Thursday, March 21, 2013

Flan Fellowship


Make new friends, and keep the old. One is silver and the other has gold.

Gold, in this story, is a luscious batch of flan.

Our dear friend Sara is a talented mixologist who's always in demand for the party spirits. Recently she showed us even stronger magic. During our family funeral reception, she brought her grandmother's Cuban flan. Sweet, creamy, cut into perfect single servings, it was a master stroke and a crowd favorite. There was nothing for it but to ask her to do a cooking class at Singing Wheat Kitchen.

She not only brought the flan ingredients, she brought the Top Shelf margaritas, too - what a grand girl! We popped a few folding chairs just behind the stove and watched her whisk the brilliance.

Remember the lesson of Sara's gift: As you gather with friends and share something marvelous, write down where you are and who you're with. Food connects us with our memories. A recipe without a story lacks the spirit of the thing, the motivation, the intention, the essence of how you felt when you first discovered it.

Sara loves this flan because her grandmother handed it down to her. She remembers her grandmother's cooking talent extended only to desserts. "She was a beautiful, wonderful woman who doted on us and shared with us the joys of the simple, sweet bites of life," Sara says. 

That's what you have to capture and preserve, the stories in addition to the ingredients. This idea is the cornerstone of author Kathleen Flinn's next book, a multi-generational memoir with recipes. She wrote "The Sharper Your Knife, the Less You Cry" about attending Le Cordon Bleu in Paris, and it made me feel better about my experience with the Dallas branch. She told what it was like to withstand the world's most famous cooking school and ended every chapter with a recipe. 

Recipes tell a story, and if they don't, they're not as powerful as they could be.

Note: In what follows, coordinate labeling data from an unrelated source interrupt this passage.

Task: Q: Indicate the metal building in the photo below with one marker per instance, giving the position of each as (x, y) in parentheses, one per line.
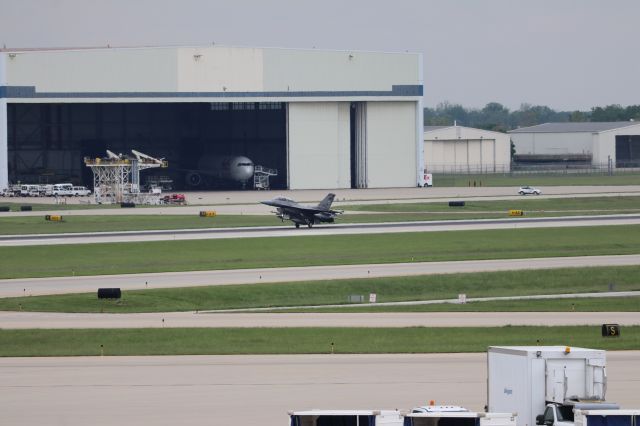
(613, 144)
(324, 119)
(459, 149)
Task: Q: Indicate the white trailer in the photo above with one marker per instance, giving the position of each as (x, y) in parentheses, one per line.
(467, 418)
(421, 416)
(345, 418)
(524, 379)
(607, 417)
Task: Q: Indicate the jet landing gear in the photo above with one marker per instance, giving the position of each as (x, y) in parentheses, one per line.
(309, 224)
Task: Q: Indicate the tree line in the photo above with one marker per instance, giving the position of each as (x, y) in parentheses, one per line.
(495, 116)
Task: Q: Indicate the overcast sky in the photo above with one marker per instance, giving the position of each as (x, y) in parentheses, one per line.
(567, 54)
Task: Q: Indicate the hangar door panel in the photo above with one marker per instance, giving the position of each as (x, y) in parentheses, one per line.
(391, 144)
(319, 144)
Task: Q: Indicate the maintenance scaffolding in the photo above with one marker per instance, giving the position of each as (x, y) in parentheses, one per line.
(261, 177)
(116, 178)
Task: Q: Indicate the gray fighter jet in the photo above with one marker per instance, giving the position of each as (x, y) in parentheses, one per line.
(287, 209)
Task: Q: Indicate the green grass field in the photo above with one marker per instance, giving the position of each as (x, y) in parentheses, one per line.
(391, 289)
(163, 256)
(605, 304)
(550, 179)
(225, 341)
(532, 206)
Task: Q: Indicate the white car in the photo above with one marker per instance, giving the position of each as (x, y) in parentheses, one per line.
(529, 190)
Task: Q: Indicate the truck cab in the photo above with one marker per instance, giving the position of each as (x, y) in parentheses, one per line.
(556, 415)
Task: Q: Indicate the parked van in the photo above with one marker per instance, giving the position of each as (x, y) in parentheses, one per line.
(62, 189)
(30, 191)
(80, 191)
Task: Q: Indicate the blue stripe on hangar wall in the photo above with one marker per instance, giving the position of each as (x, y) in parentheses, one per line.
(29, 92)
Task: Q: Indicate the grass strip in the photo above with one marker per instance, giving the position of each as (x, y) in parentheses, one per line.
(388, 289)
(237, 341)
(25, 225)
(164, 256)
(604, 304)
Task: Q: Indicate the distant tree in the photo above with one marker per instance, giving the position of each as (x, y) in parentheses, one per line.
(615, 113)
(608, 113)
(494, 116)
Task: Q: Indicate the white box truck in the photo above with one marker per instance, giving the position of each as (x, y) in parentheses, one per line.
(421, 416)
(424, 416)
(607, 417)
(345, 418)
(525, 379)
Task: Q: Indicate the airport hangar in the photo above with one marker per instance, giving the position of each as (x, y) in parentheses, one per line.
(605, 145)
(324, 119)
(460, 149)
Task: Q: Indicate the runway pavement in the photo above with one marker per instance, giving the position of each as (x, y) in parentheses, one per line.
(29, 320)
(64, 285)
(250, 390)
(335, 229)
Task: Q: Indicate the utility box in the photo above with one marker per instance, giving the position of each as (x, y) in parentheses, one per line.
(345, 417)
(524, 379)
(606, 417)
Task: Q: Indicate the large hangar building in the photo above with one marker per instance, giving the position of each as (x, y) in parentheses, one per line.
(324, 119)
(605, 144)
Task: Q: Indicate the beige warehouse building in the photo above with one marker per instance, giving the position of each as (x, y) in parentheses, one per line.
(324, 119)
(605, 144)
(459, 149)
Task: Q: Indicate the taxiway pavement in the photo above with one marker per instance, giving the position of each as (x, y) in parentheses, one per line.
(250, 390)
(84, 284)
(336, 229)
(50, 320)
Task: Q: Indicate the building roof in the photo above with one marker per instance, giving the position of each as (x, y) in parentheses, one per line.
(428, 129)
(575, 127)
(431, 128)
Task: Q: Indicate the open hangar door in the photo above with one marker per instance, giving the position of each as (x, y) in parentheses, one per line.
(47, 142)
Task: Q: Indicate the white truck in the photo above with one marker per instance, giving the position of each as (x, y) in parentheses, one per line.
(449, 416)
(420, 416)
(538, 382)
(606, 417)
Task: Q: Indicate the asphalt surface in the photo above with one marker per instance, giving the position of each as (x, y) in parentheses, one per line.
(30, 320)
(247, 202)
(84, 284)
(250, 390)
(336, 229)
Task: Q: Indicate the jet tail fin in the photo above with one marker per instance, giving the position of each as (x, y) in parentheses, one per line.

Just ask the mixologist.

By good fortune, here is her marvelous flan.


Cuban Flan Recipe by Sara S. Hewitt

With this recipe, if you are going to make one, you might as well make two, so here goes:



                                             For One Flan               For Two Flans



Caramel Sauce:

Sugar                                          3/4 cups             1 ½ cups

Water                                          1/4 cup               1/2 cup



Flan Ingredients:



Evaporated milk                          1 cup                          2 cups

Sweetened Condensed Milk       1 14 oz. can                2 14 oz. cans

Well-beaten eggs                        5-6 large eggs           10-12 large eggs (Sara likes 10)

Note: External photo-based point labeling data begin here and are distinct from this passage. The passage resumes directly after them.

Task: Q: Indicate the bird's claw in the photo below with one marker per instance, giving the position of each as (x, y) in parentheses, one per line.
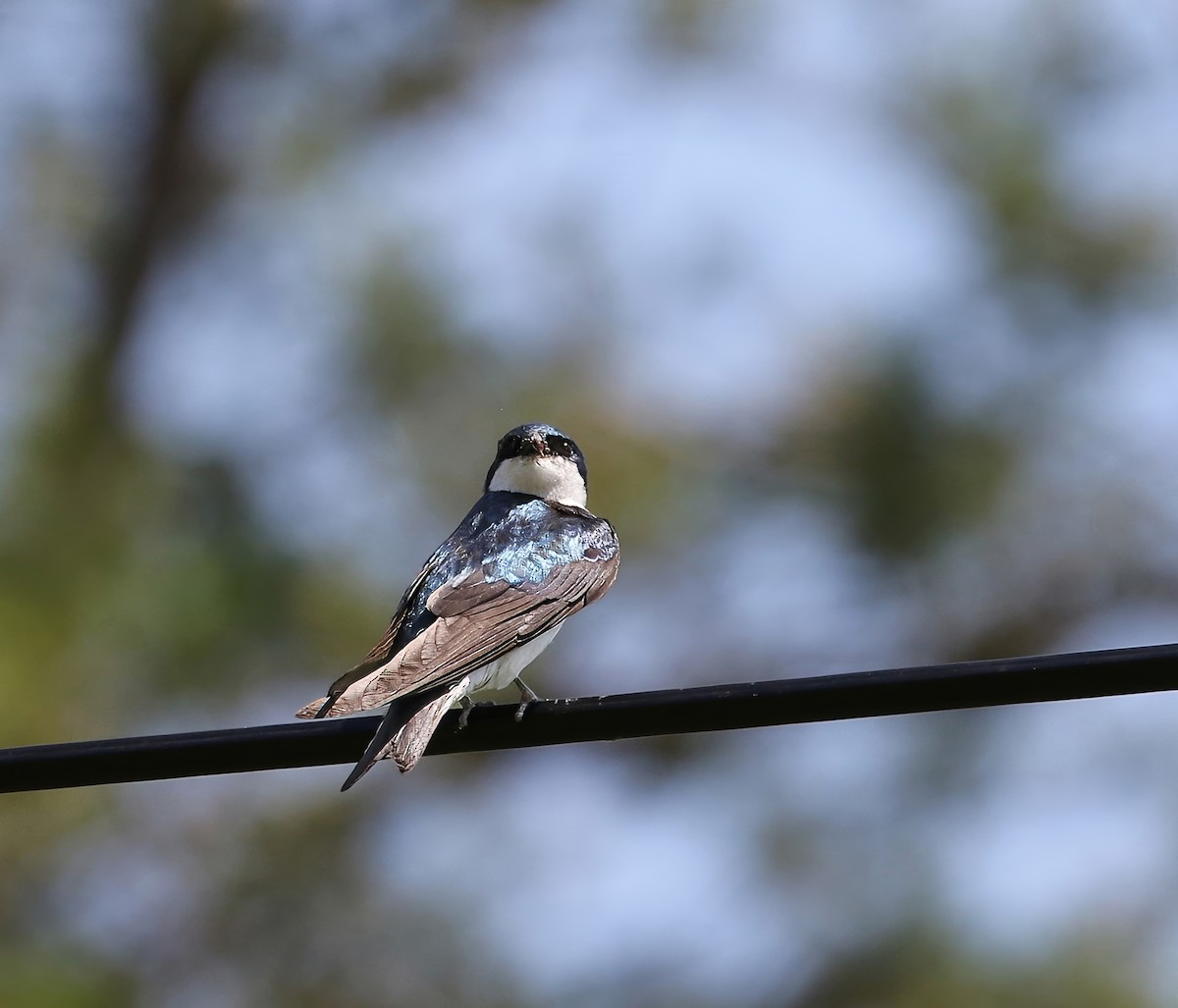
(528, 695)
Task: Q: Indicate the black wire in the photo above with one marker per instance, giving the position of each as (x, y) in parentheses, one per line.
(316, 743)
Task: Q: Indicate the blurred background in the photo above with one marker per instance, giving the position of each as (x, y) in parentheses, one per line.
(865, 316)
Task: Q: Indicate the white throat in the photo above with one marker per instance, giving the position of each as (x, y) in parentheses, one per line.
(552, 477)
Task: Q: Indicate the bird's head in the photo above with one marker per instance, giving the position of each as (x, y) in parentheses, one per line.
(539, 459)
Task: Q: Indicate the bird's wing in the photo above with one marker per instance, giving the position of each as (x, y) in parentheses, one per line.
(482, 618)
(380, 655)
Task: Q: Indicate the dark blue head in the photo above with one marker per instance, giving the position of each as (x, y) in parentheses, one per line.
(539, 459)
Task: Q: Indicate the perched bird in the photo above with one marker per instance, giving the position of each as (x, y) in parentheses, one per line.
(488, 601)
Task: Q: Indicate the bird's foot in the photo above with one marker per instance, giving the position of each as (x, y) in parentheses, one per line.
(528, 695)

Vanilla Extract                     1 teaspoon                 2 teaspoons



Preheat the oven to 350 degrees.  Place in the oven a 9x13 metal pan filled 1/3 full of water.


In a saucepan, heat the sugar and water over medium high heat until it becomes syrupy and a golden color (about 15 minutes). If you want a darker brown, let it heat longer. Have one or two bread loaf pans ready. Watch carefully and do not overheat because it will burn to black in a hurry. At high altitudes, really watch it! When the caramel sauce is where you want it, pour it into the loaf pan and run the hot caramel slightly up the edges to coat the four sides of the pan. The caramel sauce will be very hot so take care not to spill on your hands. Let the pan sit to cool and the caramel sauce will harden.

While you are waiting for your caramel sauce to get to the syrupy consistency, hand-whisk the remaining ingredients. Efficiency tip: When making two flans, I usually use just 1 12-ounce can of evaporated milk and top it off to 2 cups with whipping cream. More calories, but you don’t have leftover evaporated milk. Pour the mixture into the loaf pan(s) and then place in the preheated, water-filled 9 X 13 pan (water bath) in the oven. The loaf pan(s) should sit in the water. Add more water if too much has burned off.

Bake at 350 degrees for 45-50 minutes until set. DO NOT OVERCOOK! Let cool. Take an offset spatula and run it around the edges to make sure the flan will fall out easily. Cover the top of the loaf pan with the serving dish and quickly invert the loaf pan so that the flan slides out easily. Spoon out the extra caramel sauce onto the flan. Chill for at least 4 hours before serving.

Serves 12-16 depending on how thick you cut the slices. Serve “as is,” or you can garnish with fruit (blueberries, strawberries, or raspberries) and whipped cream.

There will be a hard candy crust on the bottom of your loaf pan(s). Pour hot water in the pan and let sit until the hard crust dissolves.

(To cut for party servings, make one long cut horizontally through the center of the loaf pan flan.  Then make short cuts vertically - the short side.)